I want to count and aggregate(sum) a column in a data.table
, and couldn't find the most efficient way to do this. This seems to be close to what I want R summarizing multiple columns with data.table.
My data:
set.seed(321)
dat <- data.table(MNTH = c(rep(201501,4), rep(201502,3), rep(201503,5), rep(201504,4)),
VAR = sample(c(0,1), 16, replace=T))
> dat
MNTH VAR
1: 201501 1
2: 201501 1
3: 201501 0
4: 201501 0
5: 201502 0
6: 201502 0
7: 201502 0
8: 201503 0
9: 201503 0
10: 201503 1
11: 201503 1
12: 201503 0
13: 201504 1
14: 201504 0
15: 201504 1
16: 201504 0
I want to both count and sum VAR
by MNTH
using data.table. The desired result:
MNTH COUNT VAR
1 201501 4 2
2 201502 3 0
3 201503 5 2
4 201504 4 2
The post you are referring to gives a method on how to apply one aggregation method to several columns.

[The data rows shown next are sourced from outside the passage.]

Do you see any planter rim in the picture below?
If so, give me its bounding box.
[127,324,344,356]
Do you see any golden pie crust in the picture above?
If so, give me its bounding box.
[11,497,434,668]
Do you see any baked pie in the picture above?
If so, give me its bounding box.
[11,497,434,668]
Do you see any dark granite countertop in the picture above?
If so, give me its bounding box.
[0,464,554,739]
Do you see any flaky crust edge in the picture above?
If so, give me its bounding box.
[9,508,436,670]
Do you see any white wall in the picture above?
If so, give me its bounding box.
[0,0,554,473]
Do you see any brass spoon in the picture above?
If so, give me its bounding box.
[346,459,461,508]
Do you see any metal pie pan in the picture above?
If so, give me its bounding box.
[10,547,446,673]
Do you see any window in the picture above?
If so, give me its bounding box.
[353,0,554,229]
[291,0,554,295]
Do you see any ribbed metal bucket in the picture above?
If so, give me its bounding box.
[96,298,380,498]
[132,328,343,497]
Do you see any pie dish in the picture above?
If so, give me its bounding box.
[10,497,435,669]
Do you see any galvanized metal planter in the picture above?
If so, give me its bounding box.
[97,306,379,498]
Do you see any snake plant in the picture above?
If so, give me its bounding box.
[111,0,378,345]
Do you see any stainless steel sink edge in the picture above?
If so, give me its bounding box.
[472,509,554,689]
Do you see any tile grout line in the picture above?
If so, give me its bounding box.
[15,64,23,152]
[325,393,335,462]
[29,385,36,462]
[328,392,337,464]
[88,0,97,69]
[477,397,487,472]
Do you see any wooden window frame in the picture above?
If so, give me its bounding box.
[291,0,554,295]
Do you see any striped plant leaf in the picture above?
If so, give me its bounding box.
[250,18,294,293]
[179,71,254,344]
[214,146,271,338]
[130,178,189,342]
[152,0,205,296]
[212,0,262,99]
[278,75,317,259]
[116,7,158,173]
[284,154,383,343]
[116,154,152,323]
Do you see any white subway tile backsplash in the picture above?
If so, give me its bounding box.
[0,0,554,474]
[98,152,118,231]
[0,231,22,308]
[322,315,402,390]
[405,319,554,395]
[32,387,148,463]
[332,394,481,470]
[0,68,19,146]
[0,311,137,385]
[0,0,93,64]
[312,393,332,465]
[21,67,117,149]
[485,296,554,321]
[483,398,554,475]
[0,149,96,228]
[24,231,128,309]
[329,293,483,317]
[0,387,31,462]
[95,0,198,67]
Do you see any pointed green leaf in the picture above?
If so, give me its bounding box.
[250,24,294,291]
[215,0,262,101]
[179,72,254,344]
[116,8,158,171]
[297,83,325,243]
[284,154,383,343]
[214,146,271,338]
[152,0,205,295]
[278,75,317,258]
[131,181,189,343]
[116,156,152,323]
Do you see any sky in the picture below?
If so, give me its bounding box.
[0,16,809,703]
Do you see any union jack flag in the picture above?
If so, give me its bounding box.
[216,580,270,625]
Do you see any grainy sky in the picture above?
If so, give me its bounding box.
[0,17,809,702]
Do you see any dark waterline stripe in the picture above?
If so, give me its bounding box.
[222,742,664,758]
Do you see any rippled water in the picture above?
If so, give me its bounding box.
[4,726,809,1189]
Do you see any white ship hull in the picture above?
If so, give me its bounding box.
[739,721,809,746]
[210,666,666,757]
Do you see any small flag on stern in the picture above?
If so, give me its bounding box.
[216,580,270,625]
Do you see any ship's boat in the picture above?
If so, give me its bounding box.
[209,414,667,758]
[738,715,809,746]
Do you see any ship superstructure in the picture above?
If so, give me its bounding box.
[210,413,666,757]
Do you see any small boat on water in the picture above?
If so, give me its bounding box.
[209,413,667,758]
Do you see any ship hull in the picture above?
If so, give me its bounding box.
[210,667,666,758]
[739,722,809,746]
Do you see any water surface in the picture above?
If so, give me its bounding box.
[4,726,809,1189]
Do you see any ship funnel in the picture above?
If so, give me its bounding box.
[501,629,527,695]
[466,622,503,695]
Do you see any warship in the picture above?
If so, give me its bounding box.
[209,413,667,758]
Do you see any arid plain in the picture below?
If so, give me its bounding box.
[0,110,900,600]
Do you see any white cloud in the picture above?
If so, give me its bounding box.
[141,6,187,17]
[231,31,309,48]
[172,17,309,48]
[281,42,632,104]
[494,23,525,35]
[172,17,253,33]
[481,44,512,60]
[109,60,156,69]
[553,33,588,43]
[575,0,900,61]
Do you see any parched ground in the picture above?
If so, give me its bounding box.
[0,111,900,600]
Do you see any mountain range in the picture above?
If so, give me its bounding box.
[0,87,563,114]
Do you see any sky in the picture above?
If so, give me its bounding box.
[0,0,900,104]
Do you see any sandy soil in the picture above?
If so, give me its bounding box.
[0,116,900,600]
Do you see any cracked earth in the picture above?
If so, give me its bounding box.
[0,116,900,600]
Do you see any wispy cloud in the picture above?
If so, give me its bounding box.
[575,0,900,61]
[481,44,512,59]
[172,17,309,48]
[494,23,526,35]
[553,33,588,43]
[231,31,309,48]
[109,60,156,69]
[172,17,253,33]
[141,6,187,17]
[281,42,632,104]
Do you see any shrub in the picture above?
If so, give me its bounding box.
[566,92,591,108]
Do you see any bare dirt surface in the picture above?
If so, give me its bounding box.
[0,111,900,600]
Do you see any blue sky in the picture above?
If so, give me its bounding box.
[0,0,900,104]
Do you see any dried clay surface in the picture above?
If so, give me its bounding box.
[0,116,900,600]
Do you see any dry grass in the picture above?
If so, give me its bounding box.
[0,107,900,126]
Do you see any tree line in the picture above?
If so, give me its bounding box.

If you want to apply different aggregation methods to different columns, you can do:
dat[, .(count = .N, var = sum(VAR)), by = MNTH]
this results in:
MNTH count var 1: 201501 4 2 2: 201502 3 0 3: 201503 5 2 4: 201504 4 2
You can also add these values to your existing dataset by updating your dataset by reference:
dat[, `:=` (count = .N, var = sum(VAR)), by = MNTH]
this results in:
> dat MNTH VAR count var 1: 201501 1 4 2 2: 201501 1 4 2 3: 201501 0 4 2 4: 201501 0 4 2 5: 201502 0 3 0 6: 201502 0 3 0 7: 201502 0 3 0 8: 201503 0 5 2 9: 201503 0 5 2 10: 201503 1 5 2 11: 201503 1 5 2 12: 201503 0 5 2 13: 201504 1 4 2 14: 201504 0 4 2 15: 201504 1 4 2 16: 201504 0 4 2
For further reading about how to use data.table syntax, see the Getting started guides on the GitHub wiki.